Concepting a new IPC system

Alberto Mardegan

22 gennaio 2011

This is going to be a long post, and probably obscure for anyone not familiar with D-Bus. When I started thinking about this idea, I decided that I wouldn't write about it until I had some code ready; but a recent thread in the D-Bus mailing list urged me to publish my ideas, in the hope that some people might be able to see through all this vapourware and possibly (but here maybe I'm hoping too much) encourage my employer to let me work on this as a R&D project. It's about an IPC system with somehow similar functionality as D-Bus, but whose main describing features would be:

low latency
local only
message data passing happens via shared memory
simple
lock-free
match rules are tags lists
peer-to-peer, with central server acting as a baby sitter :-)
client API as compatible with libdbus as possible

Well, if any of the point above captured your curiosity, read on! I hope it won't be too disappointing at the end. Oh, before we continue, let's give it a name: let's temporarily call it T — once (and if ever) this project sees the light we'll surely find a better name. So, let's walk through some of the concepts, and hope not to lose too many readers along the way. :-)

The big picture

Every client is connected to the T-daemon via socket. The T-daemon maintains the list of the registered service names, monitors their lifetime, maintains the match rules, and very little more. It doesn't come into the picture when a message is passed between two clients, not even when the message has multiple recipients. All the information about the active services which is needed to route a message, such as the list of services, their address and the match rules, all these things reside in shared memory blocks maintained by the T-daemon. The service name concept from D-Bus lives in T as well, almost unchanged: service names are unique across the net, a client can register any number of them at any time, and their appearing and disappearing from the net is advertised by the T-daemon with messages to all interested clients (but in a slightly finer way than D-Bus does). Service names are typically used to route method calls. Normally, messages are created on shared memory blocks, and a very short message containing the location of the block is sent into the receiver(s)'s FIFO (or alternate transport chosen by the receiver, such as a POSIX message queue). Messages are tagged with a list of labels, specified by the sender. On the other hand, clients register match rules to the T-daemon, specifying what labels they are interested in (or better said, one client can specify multiple sets of labels). A match happens if one set of labels defined in a rule is a subset of the message's labels. Share memory areas used for message data passing are not reference counted, and might not always be explicitly freed by the clients; instead, the T-daemon runs a garbage collector which will unlink the oldest ones.

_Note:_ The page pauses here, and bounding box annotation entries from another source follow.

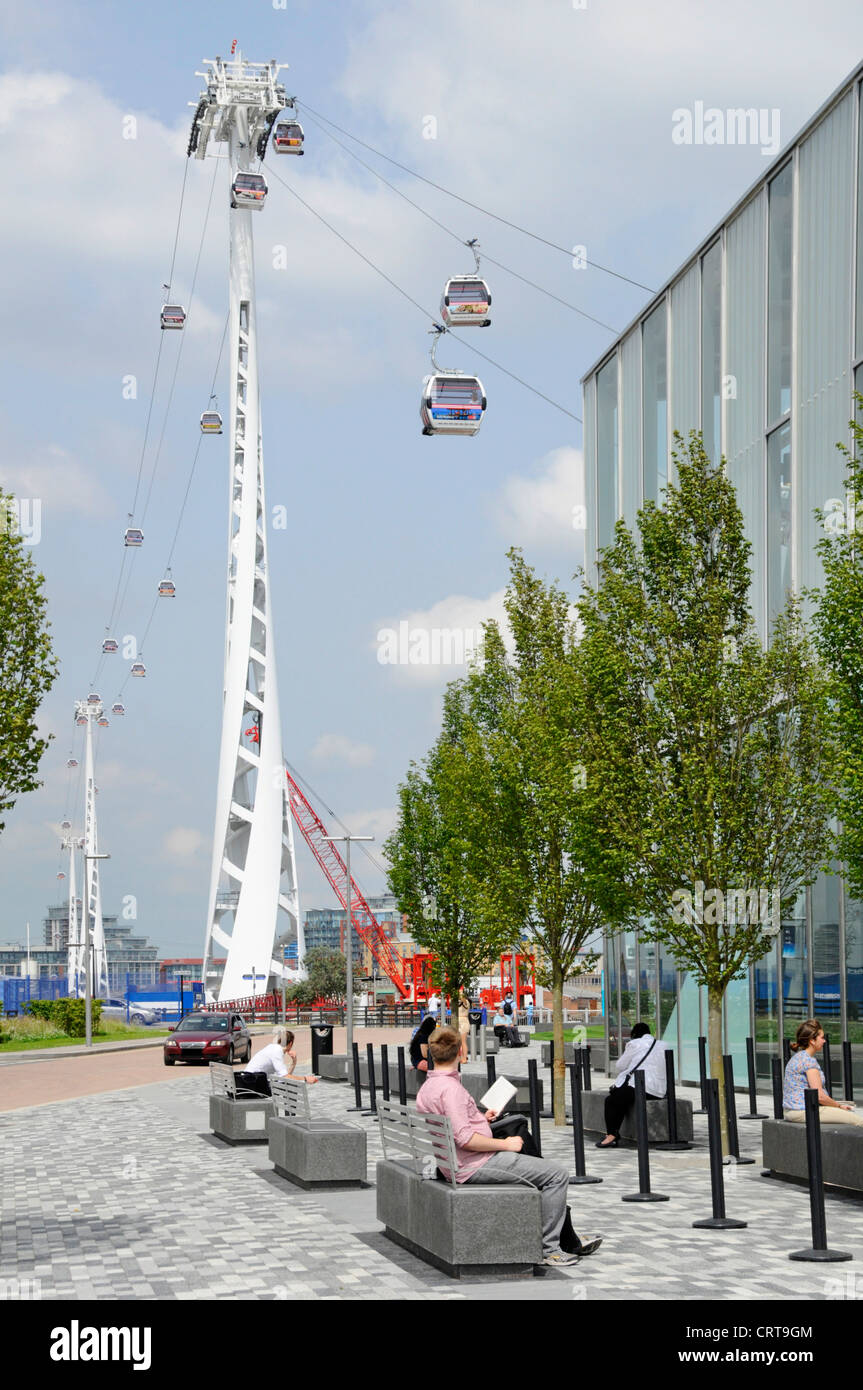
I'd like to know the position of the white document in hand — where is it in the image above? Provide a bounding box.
[479,1076,516,1115]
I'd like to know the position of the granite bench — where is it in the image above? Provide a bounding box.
[377,1101,542,1279]
[762,1109,863,1193]
[210,1062,275,1144]
[581,1087,692,1144]
[267,1076,365,1191]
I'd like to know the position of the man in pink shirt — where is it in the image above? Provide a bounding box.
[417,1029,602,1268]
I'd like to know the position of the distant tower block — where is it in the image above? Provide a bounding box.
[189,54,304,1001]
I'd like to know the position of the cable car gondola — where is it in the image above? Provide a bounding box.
[272,121,306,154]
[160,304,186,328]
[231,174,267,213]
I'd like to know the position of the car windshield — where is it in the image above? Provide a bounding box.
[175,1013,228,1033]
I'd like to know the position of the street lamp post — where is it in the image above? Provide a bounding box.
[83,849,111,1047]
[325,834,375,1068]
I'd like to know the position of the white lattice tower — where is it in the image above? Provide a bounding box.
[189,56,304,999]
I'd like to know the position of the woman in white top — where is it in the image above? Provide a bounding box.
[236,1029,317,1095]
[596,1023,666,1148]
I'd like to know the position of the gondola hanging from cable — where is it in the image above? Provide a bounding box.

If all this seems cloudy, hairy and dark at the same time, it's because I described it that way. :-) In the next paragraphs I'll try to cover all these concepts in greater detail, at least to the level of detail that got me positive about T's feasibility. But it's very likely that I'll forget writing about some issues which I considered long time ago; so, in case there are some parts of this idea which seem unfeasible to you, please let me know in a comment.

Tags and match rules

A tag, or label, is a string. A match rule is an unordered list of tags, plus an optional sender. If all the tags listed in a match rule are also listed in one message, then the message is delivered to the client which registered that rule. For the sake of my fellow D-Bus experts readers, here is how I would convert a D-Bus match rule into a T match rule: "type='signal',sender='org.freedesktop.DBus',interface='org.freedesktop.DBus',member='Foo',path='/bar/foo',destination=':452345.34',arg2='bar'" would be a T match rule listing these tags (one tag per line): type='signal' interface='org.freedesktop.DBus' member='Foo' path='/bar/foo' destination=':452345.34' arg2='bar'
and having org.freedesktop.DBus as sender.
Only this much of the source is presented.